It’s June – supposedly the month when all restrictions on social distancing and the like will be lifted. Life, allegedly, will return to “normal”. While it remains to be seen quite whether that happens in full – and one can clearly understand government caution around this – one principle does seem to be being established: the vaccines work – particularly in protecting against hospitalisation and death, which in turn reduces pressure on the NHS from any uptick in infections, which is what lockdowns have been primarily designed to ensure. So, we have a real possibility, over the summer, of the post pandemic working environment gradually revealing itself.
I have talked a lot previously in this column about how the future marketplace might function. But that has tended to be in terms of the framework and principles. What I haven’t really touched on is what the actual working day might feel like. And I think it will be very different for people with roles such as mine.
As I write this, I am sat in my office on Leadenhall Street. I have taken to coming in here at least once a week, mainly for a change of scenery. Given the numbers of cars at the station and the increased bustle around EC3 compared to when I was here last autumn, I see I am not alone in embarking on slow switch back to the City.
But it is quite different. I am no longer a devotee of the 7.23am Sevenoaks to London Bridge. Based on the guidance of the train operators that it is best to avoid travelling between 7am and 8am if you do not want to stand in a rather crowded train with somebody else’s breath steaming up your glasses – and I am not quite ready for that level of fun as yet – I am travelling in a bit later. But I can still carry out that morning routine – clear down some emails, look at the day ahead in terms of meetings, see which Hungarian centre-back Arsenal will almost certainly not sign – that I have always done. It just now happens a bit at home and a bit on a seat on a much less crowded train. And I have come today because I have a couple of actual physical meetings with real people, one of which is a lunch indoors, extraordinarily. Had I not, I would probably have chosen another day to come in. And once the last meeting is finished, at about 4.30pm, I will probably go home on another less crowded train because I can finish off what I need to do either on the train or when I get there. All this is, to my mind, much more civilised, but, more importantly to our beloved LIIBA members whose sponsorship we so greatly value, much more productive.
So, I see my role evolving to one in which I am in the City multiple days a week, although not often five.

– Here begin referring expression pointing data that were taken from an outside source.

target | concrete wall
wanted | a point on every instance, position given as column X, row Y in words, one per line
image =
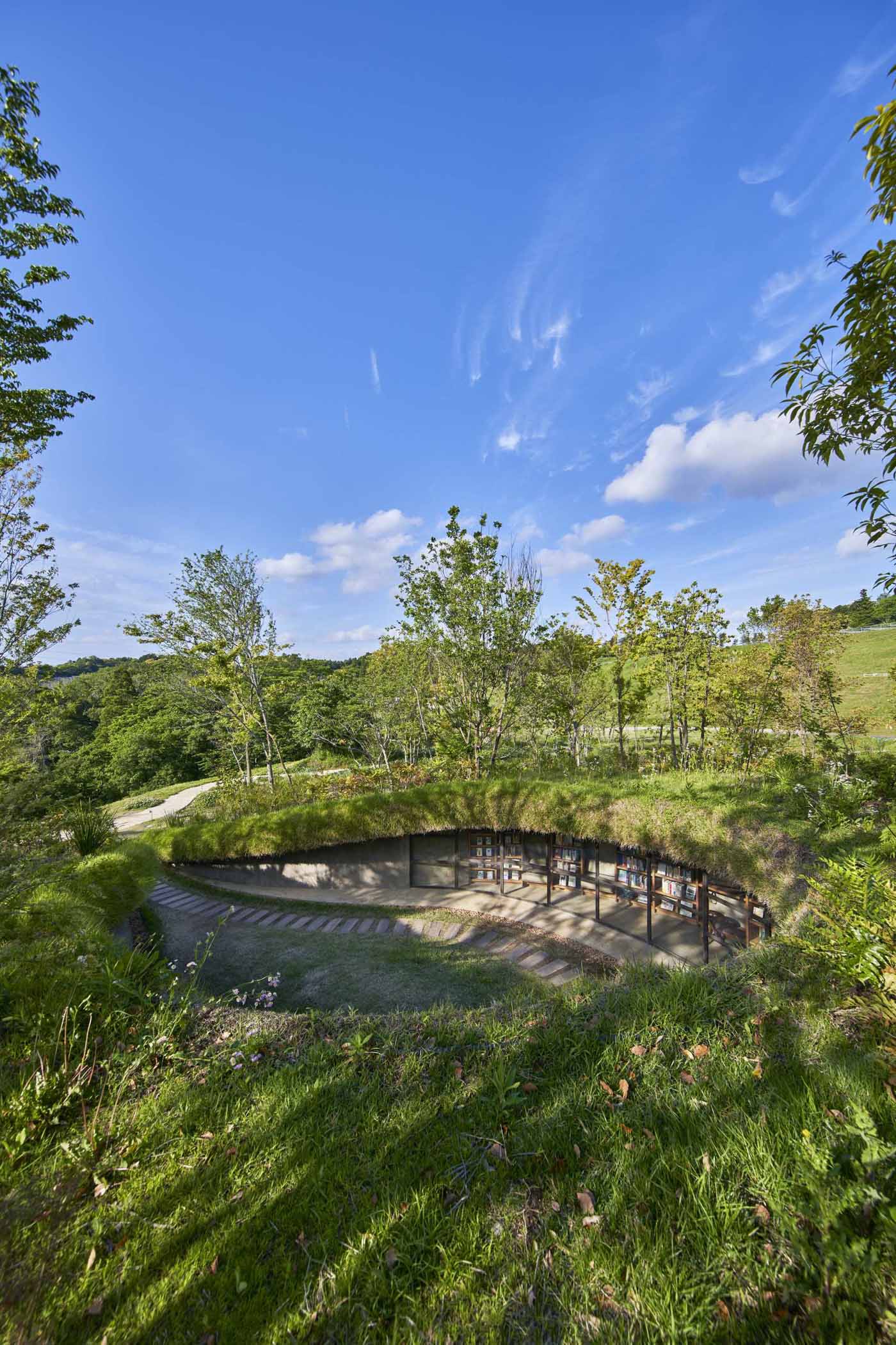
column 365, row 864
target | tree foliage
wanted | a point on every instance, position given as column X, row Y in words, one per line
column 474, row 609
column 842, row 398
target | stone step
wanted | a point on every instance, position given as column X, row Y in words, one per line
column 550, row 969
column 560, row 978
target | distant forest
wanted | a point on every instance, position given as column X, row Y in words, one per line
column 868, row 611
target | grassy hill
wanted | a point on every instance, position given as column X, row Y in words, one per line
column 868, row 690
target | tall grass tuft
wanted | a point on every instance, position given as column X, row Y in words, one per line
column 89, row 828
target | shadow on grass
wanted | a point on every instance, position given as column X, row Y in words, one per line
column 357, row 1195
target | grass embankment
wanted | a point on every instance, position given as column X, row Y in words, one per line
column 868, row 689
column 665, row 1157
column 693, row 821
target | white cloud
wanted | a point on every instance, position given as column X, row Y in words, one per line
column 570, row 553
column 765, row 353
column 360, row 635
column 522, row 526
column 858, row 73
column 853, row 542
column 650, row 389
column 364, row 552
column 760, row 174
column 291, row 567
column 743, row 455
column 787, row 206
column 510, row 439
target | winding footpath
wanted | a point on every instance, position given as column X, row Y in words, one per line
column 499, row 943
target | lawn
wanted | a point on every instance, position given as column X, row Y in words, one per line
column 664, row 1156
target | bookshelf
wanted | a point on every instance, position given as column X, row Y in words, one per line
column 483, row 857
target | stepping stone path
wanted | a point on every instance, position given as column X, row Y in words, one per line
column 498, row 943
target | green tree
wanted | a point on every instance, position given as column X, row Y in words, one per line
column 474, row 611
column 33, row 218
column 685, row 636
column 844, row 398
column 747, row 702
column 616, row 606
column 571, row 693
column 224, row 646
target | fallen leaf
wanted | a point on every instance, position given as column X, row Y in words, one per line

But rarely here for the whole day. In town when meetings are best done in person; at home when the peace and quiet aids concentration. Plus, crucially, in Brussels or Frankfurt or Washington or elsewhere when our need to represent our members’ international interests means face-to-face interaction with overseas government, regulators and colleagues is the optimal approach.
This leads me to a gripe I need to get off my chest. Increasingly, we hear talk about employers “enticing” staff back into the office. On the flipside are those rather draconian firms that have basically announced they will order people back in. Both of these miss what I think is quite an important point: if you employ consenting adults to do a reasonably well defined job, surely you should trust them to make the judgement as to where they best locate themselves to do that job? Otherwise, why else would you trust them to make any other decisions on your behalf?
If you can make that leap, I think you will find that staff, treated like adults and not two-year-olds (which some HR departments have a tendency to want to do) can conclude for themselves that some meetings are better done physically and that co-location can help creative conversations etc and develop the flexible balance between home and office that the pandemic has shown we can all enjoy. This, without it impacting on output. Indeed, I would argue that this will grow as suitably empowered employees thrive in a more mature relationship with their firm.
All that leaves is the question of what to wear. Today, because I am meeting people, I have gone for trousers and a shirt. When I have just come up to town for variety, I have gone jeans. I am not ruling out a suit at some stage – especially in Europe where they have always tended to be more formal. So dress, like location, will be more flexible. And I fervently believe that flexibility and trust will mean the working day delivers a more productive post-pandemic partnership between staff and employer that can only be great news for the market as a whole.